Be Wary of First-of-the-Year Requests for Rate Increases . . . The Rest of the Story

In my previous post, I left hanging the question of how a firm’s charges for fees could increase if you denied the firm’s request to raise their hourly billing rates?  In one word – promotions.

That is, the first of the year is when many associates are promoted to partners. Thus it is that although the associate who was assisting the partner on a matter may still be assisting the same partner in the same manner, he now will do so a much higher billing rate due to the fact that the associate is now a partner.

Of course, who is promoted and when are internal law firm matters that are not subject to discussion with the client, let alone client approval. And that is the way it should be. But what is subject to client discussion as well as approval is how the client’s matter is to be staffed, specifically with regard to the appropriate mix of staff.

As I have written about before in several blog posts, “inappropriate staffing” is one of the biggest billing issues I come across in my legal bill reviews. A big part of this is partners billing for things that could have been done by lower billing associates.

And it does not matter if it a very large and very complex case or a small case, the principles of appropriate staffing apply across the board. For example, lower billing associates (and even paralegals) should be doing all the “grunt” work in cases. This includes such things as the basic research and first pass review and summary of discovery documents. In fact, this is just way courts will look at when asked to sort out fee bill disputes. See, e.g., Beastie Boys v. Monster Energy Co., 112 F. Supp. 3d 31  (Dist. Court, SD New York 2015).

So, if the associate who has been working on your matter has been promoted to partner, good for her! And if the scope of the work in the matter has not changed and the newly minted partner would still be doing the same types of things she had been doing as an associate, the discussion with the firm now should be what associate will be taking her place?

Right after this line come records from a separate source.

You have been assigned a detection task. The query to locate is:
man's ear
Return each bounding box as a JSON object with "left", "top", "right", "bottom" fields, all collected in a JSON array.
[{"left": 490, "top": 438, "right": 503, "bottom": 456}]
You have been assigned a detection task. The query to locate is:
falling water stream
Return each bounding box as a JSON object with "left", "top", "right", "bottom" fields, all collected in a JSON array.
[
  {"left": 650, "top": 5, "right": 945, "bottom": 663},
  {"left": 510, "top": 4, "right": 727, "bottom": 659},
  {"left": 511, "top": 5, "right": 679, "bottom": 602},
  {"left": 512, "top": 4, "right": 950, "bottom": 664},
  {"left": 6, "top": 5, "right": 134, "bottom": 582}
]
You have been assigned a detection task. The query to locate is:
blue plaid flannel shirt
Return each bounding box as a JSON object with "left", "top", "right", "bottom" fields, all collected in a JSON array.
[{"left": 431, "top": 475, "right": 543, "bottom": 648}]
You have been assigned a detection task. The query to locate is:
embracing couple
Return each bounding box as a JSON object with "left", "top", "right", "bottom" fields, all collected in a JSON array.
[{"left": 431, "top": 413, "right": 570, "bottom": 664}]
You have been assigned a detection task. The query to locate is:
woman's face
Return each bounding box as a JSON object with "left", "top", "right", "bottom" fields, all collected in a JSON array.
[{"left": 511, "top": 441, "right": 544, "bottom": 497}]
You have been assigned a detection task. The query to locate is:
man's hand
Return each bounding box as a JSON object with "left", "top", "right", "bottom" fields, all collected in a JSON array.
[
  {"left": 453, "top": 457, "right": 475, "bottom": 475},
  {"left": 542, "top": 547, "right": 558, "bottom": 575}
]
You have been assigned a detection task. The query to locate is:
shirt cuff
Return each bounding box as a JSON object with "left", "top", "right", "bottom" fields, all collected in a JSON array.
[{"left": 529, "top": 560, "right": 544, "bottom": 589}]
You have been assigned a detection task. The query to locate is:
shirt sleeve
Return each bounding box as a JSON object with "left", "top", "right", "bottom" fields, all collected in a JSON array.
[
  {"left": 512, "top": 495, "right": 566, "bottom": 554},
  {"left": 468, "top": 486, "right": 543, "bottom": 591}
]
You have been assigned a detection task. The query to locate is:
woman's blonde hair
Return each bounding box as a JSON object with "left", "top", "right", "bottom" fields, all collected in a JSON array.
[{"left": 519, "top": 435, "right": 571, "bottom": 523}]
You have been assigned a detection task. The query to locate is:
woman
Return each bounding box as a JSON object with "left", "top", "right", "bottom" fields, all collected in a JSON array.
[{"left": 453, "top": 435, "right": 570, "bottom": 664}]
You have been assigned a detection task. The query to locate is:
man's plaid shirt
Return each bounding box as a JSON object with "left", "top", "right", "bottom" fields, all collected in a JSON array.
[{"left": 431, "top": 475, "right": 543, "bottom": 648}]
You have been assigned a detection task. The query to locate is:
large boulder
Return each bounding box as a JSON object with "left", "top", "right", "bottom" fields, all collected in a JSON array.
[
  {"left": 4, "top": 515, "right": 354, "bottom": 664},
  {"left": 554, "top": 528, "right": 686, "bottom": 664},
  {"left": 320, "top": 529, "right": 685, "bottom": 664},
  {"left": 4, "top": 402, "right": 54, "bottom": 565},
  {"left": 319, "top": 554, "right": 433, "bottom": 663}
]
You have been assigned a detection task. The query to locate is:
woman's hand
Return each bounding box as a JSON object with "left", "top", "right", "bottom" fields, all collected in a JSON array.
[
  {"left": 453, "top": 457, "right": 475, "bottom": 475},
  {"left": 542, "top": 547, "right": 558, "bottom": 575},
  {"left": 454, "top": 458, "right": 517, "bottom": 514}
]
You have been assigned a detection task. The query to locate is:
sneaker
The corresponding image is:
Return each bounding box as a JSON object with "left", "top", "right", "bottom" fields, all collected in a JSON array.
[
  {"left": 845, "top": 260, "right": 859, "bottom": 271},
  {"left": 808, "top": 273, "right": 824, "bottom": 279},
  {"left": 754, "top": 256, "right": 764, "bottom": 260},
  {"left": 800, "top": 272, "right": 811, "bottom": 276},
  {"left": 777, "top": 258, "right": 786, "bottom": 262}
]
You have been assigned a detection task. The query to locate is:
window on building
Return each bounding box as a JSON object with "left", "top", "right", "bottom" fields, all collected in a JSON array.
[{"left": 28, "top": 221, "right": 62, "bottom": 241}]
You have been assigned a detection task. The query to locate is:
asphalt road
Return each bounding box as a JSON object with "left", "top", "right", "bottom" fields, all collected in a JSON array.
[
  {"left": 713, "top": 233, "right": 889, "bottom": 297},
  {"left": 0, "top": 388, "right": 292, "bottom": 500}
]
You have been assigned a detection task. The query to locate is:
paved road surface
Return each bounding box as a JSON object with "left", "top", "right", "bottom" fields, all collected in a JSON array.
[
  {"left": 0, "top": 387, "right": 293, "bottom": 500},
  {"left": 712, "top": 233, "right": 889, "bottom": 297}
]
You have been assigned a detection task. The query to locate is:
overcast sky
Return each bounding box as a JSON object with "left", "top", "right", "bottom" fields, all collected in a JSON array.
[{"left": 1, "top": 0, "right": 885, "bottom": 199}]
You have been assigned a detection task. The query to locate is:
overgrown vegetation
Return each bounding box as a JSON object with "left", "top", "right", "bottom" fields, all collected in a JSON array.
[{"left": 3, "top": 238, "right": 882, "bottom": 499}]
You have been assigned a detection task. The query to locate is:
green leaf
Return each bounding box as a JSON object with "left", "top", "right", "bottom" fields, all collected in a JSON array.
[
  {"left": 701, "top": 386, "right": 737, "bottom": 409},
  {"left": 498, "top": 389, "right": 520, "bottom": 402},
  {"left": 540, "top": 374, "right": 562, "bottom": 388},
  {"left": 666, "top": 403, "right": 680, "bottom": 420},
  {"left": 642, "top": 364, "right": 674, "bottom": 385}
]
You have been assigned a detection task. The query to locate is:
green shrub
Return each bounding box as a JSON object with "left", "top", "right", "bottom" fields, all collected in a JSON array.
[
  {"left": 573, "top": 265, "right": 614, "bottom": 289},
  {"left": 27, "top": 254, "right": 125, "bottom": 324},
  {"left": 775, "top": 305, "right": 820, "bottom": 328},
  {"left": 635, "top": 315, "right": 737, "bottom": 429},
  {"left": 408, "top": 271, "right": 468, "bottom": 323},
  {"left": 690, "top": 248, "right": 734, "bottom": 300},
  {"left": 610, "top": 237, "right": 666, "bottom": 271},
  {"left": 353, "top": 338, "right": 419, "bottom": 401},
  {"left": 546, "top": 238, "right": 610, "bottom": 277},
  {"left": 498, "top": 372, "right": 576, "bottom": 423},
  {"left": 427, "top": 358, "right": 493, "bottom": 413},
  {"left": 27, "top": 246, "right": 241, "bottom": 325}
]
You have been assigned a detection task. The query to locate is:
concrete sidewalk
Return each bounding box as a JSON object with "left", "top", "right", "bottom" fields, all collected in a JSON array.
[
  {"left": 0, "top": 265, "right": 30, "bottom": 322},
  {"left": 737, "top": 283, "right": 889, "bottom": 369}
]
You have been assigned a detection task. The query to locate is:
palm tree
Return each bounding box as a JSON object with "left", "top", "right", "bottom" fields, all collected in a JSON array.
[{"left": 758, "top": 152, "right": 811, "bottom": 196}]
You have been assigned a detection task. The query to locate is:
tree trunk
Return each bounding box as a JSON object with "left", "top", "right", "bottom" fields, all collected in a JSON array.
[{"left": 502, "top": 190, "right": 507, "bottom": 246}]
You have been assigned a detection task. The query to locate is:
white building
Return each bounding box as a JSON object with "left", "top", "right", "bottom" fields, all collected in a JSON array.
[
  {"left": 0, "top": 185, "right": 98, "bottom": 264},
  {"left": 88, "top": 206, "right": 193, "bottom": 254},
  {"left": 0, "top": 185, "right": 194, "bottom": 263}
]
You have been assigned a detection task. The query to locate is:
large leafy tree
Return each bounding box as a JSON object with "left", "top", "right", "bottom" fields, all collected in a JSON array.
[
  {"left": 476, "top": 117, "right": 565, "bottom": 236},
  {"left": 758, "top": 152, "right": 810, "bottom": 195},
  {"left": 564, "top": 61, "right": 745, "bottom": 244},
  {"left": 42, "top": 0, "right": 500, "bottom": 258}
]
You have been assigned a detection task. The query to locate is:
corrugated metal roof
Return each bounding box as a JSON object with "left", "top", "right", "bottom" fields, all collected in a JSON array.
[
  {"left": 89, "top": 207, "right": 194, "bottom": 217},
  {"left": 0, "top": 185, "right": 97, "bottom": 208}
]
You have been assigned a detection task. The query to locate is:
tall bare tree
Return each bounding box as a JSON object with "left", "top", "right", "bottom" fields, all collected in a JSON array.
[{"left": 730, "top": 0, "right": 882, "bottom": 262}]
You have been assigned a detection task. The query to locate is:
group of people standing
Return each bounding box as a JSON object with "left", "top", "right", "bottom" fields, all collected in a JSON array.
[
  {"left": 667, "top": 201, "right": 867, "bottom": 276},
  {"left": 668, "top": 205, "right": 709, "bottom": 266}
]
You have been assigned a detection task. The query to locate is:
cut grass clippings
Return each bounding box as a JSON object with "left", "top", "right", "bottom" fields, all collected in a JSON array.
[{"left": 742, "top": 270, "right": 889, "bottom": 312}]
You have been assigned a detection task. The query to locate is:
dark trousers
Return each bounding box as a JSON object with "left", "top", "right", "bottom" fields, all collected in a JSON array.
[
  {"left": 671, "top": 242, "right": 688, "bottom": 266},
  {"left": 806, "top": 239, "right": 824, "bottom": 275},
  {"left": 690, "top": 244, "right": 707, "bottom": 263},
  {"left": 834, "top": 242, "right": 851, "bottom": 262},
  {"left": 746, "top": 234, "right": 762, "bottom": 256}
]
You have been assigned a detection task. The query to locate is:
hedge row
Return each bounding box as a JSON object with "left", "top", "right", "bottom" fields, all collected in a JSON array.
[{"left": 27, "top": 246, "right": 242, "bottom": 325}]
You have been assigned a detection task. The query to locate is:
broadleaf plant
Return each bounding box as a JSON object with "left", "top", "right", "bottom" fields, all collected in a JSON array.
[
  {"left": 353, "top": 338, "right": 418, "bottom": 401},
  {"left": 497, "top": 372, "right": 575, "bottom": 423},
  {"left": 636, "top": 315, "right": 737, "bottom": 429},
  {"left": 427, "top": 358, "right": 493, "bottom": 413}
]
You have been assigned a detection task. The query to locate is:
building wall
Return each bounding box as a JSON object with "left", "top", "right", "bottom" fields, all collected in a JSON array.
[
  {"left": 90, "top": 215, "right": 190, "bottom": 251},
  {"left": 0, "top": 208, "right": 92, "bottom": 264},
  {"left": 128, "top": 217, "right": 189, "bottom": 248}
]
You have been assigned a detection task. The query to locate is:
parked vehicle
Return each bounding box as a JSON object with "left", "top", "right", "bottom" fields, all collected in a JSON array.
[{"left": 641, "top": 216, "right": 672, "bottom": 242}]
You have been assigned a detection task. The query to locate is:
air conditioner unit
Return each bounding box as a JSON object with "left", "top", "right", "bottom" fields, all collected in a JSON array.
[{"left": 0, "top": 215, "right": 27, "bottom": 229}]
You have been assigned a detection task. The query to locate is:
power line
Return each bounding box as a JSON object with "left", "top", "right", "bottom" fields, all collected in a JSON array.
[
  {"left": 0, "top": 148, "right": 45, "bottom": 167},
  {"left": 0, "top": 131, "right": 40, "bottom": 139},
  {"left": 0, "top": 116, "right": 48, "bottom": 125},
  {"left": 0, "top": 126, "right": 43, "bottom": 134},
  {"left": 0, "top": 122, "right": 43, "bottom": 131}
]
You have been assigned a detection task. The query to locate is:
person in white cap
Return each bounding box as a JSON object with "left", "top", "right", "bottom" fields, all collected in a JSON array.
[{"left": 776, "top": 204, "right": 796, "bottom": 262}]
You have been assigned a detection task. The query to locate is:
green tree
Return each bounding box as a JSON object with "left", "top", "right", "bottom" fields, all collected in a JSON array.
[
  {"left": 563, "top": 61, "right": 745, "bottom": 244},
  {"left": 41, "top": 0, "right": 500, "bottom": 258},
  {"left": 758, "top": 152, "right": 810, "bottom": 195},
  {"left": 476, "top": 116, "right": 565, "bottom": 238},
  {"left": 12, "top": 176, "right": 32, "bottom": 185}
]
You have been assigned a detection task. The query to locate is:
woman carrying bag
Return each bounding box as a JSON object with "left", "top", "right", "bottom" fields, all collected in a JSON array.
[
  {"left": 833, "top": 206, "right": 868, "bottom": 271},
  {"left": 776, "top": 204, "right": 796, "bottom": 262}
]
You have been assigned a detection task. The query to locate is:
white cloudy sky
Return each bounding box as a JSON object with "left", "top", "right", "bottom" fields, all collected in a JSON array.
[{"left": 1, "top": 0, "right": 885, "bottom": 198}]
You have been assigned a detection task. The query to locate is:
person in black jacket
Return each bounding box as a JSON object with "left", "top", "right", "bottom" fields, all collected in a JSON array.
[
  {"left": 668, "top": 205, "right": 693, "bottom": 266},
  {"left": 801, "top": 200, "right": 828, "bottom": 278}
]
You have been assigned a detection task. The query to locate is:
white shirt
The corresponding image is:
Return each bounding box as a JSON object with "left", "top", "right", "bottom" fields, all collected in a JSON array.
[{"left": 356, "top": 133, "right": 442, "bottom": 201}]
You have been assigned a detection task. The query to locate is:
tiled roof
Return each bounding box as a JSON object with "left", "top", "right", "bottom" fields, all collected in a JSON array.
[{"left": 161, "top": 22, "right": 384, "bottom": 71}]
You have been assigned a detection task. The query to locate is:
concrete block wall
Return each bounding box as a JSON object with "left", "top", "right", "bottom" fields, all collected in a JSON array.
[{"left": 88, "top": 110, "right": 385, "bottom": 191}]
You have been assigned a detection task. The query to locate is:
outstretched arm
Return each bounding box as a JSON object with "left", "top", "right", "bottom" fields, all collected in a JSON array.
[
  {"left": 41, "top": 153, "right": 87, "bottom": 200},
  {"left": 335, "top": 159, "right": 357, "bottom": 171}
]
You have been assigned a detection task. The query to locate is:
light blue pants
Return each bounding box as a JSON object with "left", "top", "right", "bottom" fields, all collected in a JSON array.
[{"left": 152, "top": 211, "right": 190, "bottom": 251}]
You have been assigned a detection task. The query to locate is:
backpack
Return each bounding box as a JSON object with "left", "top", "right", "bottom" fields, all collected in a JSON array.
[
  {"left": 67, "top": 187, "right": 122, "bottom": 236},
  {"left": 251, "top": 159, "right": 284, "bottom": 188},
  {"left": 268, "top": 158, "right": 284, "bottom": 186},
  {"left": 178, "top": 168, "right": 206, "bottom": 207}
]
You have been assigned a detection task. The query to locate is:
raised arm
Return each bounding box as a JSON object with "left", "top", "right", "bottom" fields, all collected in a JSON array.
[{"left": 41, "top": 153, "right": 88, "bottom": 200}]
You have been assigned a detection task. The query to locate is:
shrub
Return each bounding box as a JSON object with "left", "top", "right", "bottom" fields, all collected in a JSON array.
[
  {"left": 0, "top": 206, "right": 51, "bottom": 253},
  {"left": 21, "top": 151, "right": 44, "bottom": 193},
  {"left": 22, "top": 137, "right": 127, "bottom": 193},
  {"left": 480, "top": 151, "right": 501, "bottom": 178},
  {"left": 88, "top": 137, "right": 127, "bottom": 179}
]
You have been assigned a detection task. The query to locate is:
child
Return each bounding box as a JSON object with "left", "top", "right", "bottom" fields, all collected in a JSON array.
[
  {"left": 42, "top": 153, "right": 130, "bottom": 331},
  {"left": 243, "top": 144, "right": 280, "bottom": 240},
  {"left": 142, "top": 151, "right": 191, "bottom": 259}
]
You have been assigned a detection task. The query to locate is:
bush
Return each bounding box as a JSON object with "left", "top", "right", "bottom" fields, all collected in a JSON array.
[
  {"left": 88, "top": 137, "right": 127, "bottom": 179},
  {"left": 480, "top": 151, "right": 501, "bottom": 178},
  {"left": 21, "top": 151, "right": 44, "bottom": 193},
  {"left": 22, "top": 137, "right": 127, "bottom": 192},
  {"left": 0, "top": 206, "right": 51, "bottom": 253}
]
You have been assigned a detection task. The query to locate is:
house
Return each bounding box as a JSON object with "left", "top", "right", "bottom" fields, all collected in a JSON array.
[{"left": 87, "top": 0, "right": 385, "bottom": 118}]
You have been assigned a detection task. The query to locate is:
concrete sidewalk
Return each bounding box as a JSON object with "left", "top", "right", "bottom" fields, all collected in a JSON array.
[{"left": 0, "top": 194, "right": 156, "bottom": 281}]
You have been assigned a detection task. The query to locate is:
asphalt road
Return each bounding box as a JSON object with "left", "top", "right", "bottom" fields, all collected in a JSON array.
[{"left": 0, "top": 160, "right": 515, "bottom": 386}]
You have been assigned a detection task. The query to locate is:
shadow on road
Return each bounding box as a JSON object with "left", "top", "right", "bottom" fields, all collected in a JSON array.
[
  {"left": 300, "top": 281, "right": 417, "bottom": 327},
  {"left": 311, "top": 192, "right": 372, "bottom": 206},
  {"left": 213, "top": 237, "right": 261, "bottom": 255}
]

If the firm balks by saying that there will be costs for a new associate to “get up to speed” in the case, the costs of doing so should be on the firm. This is because most major insurers and corporations have this firmly in their billing guidelines. (Also the CLM Model Litigation Guidelines provide that the costs for getting a new attorney up to speed in the case are on the firm.)

But even if there are no billing guidelines in place, there is still the fact that the need for changing attorneys is for the “convenience of the firm.”  That is it is for the convenience of the firm which attorneys gets fired, promoted, go on vacation, or reassigned to work on more lucrative matters. When a law firm makes decisions for its convenience rather than for the client in a matter, clients should not have to bear the costs of those decisions.